Stephane Ducasse ducasse at iam.unibe.ch
Sat Apr 5 17:57:42 UTC 2003


Hi andreas


> Hm ... sounds almost like "I'm amazed to see how difficult it is to do 
> a
> stupid small program in Squeak which requires object orientation (ok, I
> don't use objects)" ;-)))
>
> For your example, you should actually come up with a model of what it 
> is
> your bots are doing.

This is what I'm trying to do now because I always fall in the trap that
I end up with concurrent objects executed in various implicit thread. I 
got the same problem with the animation for the turtle. The problem is 
that I want plain normal code to be able to be executed and not just a 
subset of well identified methods.
Nathanael wrote several version of the AnimatedTurtle just because we 
had problem with the user interaction event and condition breaking the 
animation.

> As you are talking about animation, you are also
> talking about time.
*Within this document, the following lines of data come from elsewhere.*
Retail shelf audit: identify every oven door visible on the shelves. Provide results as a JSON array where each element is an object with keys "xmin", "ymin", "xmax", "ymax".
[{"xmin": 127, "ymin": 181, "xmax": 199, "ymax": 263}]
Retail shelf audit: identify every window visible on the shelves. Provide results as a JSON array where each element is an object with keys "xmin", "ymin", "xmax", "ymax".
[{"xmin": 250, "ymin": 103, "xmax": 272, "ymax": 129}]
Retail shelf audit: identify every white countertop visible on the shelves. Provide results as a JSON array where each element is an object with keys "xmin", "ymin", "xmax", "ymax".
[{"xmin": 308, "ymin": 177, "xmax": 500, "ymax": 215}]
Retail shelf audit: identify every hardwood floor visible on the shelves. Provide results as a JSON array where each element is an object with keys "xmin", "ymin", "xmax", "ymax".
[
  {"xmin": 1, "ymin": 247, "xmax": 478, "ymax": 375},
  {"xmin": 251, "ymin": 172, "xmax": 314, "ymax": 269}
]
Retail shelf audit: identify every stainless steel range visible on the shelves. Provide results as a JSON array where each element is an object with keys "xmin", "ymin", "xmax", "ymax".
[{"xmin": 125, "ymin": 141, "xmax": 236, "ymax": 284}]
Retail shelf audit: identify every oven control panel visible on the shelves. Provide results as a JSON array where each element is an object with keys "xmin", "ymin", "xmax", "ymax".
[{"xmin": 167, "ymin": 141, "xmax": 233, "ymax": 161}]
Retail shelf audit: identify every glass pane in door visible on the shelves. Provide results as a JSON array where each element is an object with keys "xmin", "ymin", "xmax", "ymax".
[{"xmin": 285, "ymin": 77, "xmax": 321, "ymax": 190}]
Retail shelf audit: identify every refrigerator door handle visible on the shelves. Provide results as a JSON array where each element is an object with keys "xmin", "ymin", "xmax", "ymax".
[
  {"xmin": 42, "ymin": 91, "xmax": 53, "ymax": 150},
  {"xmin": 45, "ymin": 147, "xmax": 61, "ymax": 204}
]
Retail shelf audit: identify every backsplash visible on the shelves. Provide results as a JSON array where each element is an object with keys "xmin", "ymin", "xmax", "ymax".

In other words - if you don't tell your bot how 
> fast it
> can do its work, then you're just assuming that it's infinitely fast 
> and, of
> course, you will not see any progress during the simulation. The best 
> way to
> handle this is by assocating time with the object directly so it can 
> evolve
> over time

Do you mean something similar to stepTime telling to a scheduler the 
frequency to be executed?

> (not surprisingly, this is exactly what TeaTime in Croquet is
> about) and effectively have the system visualize its state "as often 
> as it
> can" rather than explicitly.
>
> Given that this is not exactly trivial (but noone said that graphics is
> trivial, eh?!) you may want to have a more discrete model of what your 
> bots
> are doing (for example: "a bot can #go once per frame"). Given only a 
> single
> bot, then #displayWorld or similar in the right places will work 
> perfectly
> fine (and are utterly trivial). If you don't - e.g., you want users to 
> be
> able to interact with your objects, or have many of them - then you 
> simply
> have to be concurrent or how else would your objects _actively_ 
> control what
> is going on? So that, by the end of the day, your problem can only be 
> solved
> in a "good object-oriented way" if you realize that it is an 
> intrinsically
> concurrent task.



I know. I got exactly the same problem with my turtle morph (multiple 
turtle running in parallel with user interaction and world update)but 
the solution was rather complex. I would like to avoid to fall into 
that complex solution again
So what would be solution? in the turtle I do not remember the number 
of approaches I tried like having one thread per object, object 
yielding .....


>
> Cheers,
>   - Andreas
>
>
>
Prof. Dr. Stéphane DUCASSE
http://www.iam.unibe.ch/~ducasse/
  "if you knew today was your last day on earth, what would you do 
different? ...  especially if,
  by doing something different, today might not be your last day on 
earth" Calvin&Hobbes

"The best way to predict the future is to invent it..." Alan Kay.